La suite d’un nouvel humanisme, plus mature selon Luc Ferry

« Nous ne pouvons pas nous penser nous-mêmes ni notre rapport aux valeurs sans faire l’hypothèse de la transcendance. C’est une nécessité logique, une contrainte rationnelle, pas une aspiration ou un désir. »  Luc Ferry dans « Apprendre à vivre ».

La question que l’on peut se poser, à l’instar de Descartes en son temps, suis-je une illusion ? Est-ce que j’arrive à m’arracher à mes racines terrestres comme je le crois ou ne suis-je simplement programmé qu’à m’en croire capable ? Est-ce que la transcendance que l’on ressent en nous et à travers nous n’est pas plutôt qu’une manifestation immanente du vivant, pire une pathologie ? Sommes-nous des perroquets, des singes savants de la pensée ? Personne en dehors de nous-mêmes ne viendra répondre à ces questions. Il nous reste à trouver la réponse dans nos actes. Dépasser l’humain, trop humain. Trouver, prouver, une voie qui réconcilie l’homme du passé et l’homme du futur, l’homme de la nature et l’homme du mental, notre lien avec la terre et le ciel.

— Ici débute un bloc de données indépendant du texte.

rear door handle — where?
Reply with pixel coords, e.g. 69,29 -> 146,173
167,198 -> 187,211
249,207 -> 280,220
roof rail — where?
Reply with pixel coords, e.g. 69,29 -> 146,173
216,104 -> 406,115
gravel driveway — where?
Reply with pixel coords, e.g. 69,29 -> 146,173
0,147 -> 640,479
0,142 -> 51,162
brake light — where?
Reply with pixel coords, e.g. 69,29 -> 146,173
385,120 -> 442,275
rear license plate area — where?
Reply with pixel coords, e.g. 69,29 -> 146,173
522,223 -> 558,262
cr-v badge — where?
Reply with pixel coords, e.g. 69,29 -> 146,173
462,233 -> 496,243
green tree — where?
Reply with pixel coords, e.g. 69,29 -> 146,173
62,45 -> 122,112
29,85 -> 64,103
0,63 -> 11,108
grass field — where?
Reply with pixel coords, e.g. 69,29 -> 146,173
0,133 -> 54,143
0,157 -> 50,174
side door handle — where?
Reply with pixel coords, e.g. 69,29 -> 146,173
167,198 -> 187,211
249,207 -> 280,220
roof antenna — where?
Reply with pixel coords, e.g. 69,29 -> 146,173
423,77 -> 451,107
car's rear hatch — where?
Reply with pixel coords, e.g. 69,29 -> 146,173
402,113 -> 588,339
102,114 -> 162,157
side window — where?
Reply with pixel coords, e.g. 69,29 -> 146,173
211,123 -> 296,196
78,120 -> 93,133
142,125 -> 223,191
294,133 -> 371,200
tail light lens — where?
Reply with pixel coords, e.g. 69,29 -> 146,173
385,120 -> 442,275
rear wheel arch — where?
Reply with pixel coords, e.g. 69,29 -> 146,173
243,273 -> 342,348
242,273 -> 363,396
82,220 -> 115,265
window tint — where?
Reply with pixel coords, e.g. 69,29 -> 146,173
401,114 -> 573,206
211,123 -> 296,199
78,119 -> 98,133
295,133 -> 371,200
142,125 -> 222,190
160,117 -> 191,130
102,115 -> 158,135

Cette quête de la transcendance dans l’humanisme contemporain revient à envisager un avenir possible et porteur de nos actions présentes. C’est en cela que l’espérance est une bonne chose même si elle peut s’avérer impossible à atteindre, source de frustrations. Cela ne tient qu’à nous, à notre manière de rebondir. La frustration est une autoflagellation, une humeur dirait Alain. Au lieu de se dire que si c’était à refaire on le referait, car après tout c’était la meilleure direction à suivre. On n’est pas obligé d’arriver au bout du chemin. Le but n’est pas la fin en soi, juste une indication, un point sur une carte.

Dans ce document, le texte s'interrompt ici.